If the Cavs keep this particular top pick, you can have faith Grant will do so again.
After all, a quick look at Grant’s notable transactions entering his third draft shows he typically makes the most of his opportunities:
• First of all, he drafted Irving over Williams. That wasn’t what a lot of Cavs fans wanted. But while Grant hears the fans, he knows he has to run the team as he sees fit, and acts accordingly.
• That may not sound like a big deal, but honestly, not all franchises in all sports handle business that way. Some actually allow the media and fans pressure them into making key decisions. And we’ve all seen how well that’s worked for the Cleveland Browns.
• Secondly, Grant traded J.J. Hickson to Sacramento for Omri Casspi and a conditional draft pick. (No way we’re getting into the conditions of the pick here.) Granted, Casspi has been a bust, and Hickson played well this past season in Portland. But Hickson failed fast and furious with the Kings — making that trade pretty much a draw.
• Grant drafted power forward Tristan Thompson with the fourth overall pick in 2011. Some guys chosen after Thompson have been better, but not significantly better. And most of those guys were bypassed by a lot of teams, not just the Cavs. Meanwhile, the circumstances vary, but Thompson has been better than both Williams (selected second) and Utah’s Enes Kanter (third) during their first two NBA seasons.
• Last summer, Grant shocked everyone by taking shooting guard Dion Waiters with the fourth overall pick. Waiters proved he could fill it up from the start, and was even better once he learned the pro game and the finer points of shot selection. He was fantastic in February and finished as a member of the first-team All-Rookie team.
• In January, Grant stole big man Marreese Speights, guard Wayne Ellington and another conditional first-round pick in a deal for little-used forward Jon Leuer. The Grizzlies were desperate to shed salary, and it was Grant who stepped in. Even if Speights and Ellington are elsewhere next year, for half a season, Grant was a major winner.
Now, none of this is intended to say Grant is the second coming of Red Auerbach or Jerry West. The Cavs have finished dead last in the Central Division in each of Grant’s three years, including a 24-48 season this time.

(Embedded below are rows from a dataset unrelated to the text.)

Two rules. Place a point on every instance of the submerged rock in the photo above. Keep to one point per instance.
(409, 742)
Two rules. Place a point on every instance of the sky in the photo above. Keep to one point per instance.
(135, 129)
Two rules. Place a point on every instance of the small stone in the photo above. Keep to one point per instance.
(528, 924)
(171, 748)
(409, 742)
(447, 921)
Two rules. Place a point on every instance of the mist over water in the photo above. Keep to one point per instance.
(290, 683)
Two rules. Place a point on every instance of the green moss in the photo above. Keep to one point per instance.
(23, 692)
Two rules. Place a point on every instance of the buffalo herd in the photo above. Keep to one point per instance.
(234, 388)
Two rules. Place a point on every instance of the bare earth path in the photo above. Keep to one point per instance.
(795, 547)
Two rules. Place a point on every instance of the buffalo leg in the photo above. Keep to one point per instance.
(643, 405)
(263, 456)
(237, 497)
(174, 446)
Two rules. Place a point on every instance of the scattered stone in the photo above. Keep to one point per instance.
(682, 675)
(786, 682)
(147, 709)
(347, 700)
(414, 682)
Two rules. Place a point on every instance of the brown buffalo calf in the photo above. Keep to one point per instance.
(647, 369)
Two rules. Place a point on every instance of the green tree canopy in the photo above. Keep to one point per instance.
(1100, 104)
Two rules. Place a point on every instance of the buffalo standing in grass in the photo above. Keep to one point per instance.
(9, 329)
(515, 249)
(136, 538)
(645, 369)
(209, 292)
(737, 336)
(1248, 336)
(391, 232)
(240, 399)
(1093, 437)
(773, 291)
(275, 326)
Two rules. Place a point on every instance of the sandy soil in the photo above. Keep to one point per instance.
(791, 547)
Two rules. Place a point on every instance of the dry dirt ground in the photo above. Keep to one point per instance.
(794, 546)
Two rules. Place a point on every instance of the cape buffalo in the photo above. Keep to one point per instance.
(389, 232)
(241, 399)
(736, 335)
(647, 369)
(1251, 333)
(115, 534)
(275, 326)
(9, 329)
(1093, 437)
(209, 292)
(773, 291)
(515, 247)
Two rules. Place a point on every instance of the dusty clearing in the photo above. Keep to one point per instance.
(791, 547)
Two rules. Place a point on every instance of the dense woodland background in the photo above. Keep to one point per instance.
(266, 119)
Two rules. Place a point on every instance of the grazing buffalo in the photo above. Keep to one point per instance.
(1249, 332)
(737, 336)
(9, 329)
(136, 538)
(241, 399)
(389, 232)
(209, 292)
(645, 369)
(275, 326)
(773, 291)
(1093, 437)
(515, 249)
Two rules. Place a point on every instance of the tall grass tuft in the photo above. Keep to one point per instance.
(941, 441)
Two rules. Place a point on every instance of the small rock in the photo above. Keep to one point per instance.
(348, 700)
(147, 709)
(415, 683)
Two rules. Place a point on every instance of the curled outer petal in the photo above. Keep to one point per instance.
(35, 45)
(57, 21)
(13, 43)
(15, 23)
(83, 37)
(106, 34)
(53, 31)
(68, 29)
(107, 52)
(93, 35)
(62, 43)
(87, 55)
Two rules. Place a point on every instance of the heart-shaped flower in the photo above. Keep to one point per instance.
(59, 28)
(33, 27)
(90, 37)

And Grant hasn’t done very well when it comes to unrestricted free agents. In fact, he’s landed just three — Anthony Parker, Joey Graham and C.J. Miles.
But he’s obtained tons of draft picks, preserved and even created major salary-cap space, and put together a promising young core. That was the idea after LeBron James split town with barely a moment’s notice. The idea was patience and “building the right way.”
So far, you can’t argue Grant has followed the plan. Have there been a few bumps? Well, of course. That’s life in the big city, kids. Has Grant done at least as well as Cavs fans could hope, given the circumstances? You’d have to say yes.
The winning results may not have come as quickly as fans would like, as persistence is rarely popular in pro sports. But what choice did Grant and the Cavs really have?
Bottom line: No matter what Grant does with the first overall draft pick, history tells us he’s not likely to mess it up.
That has to be a good feeling for Cavs fans as the team enters another critical summer.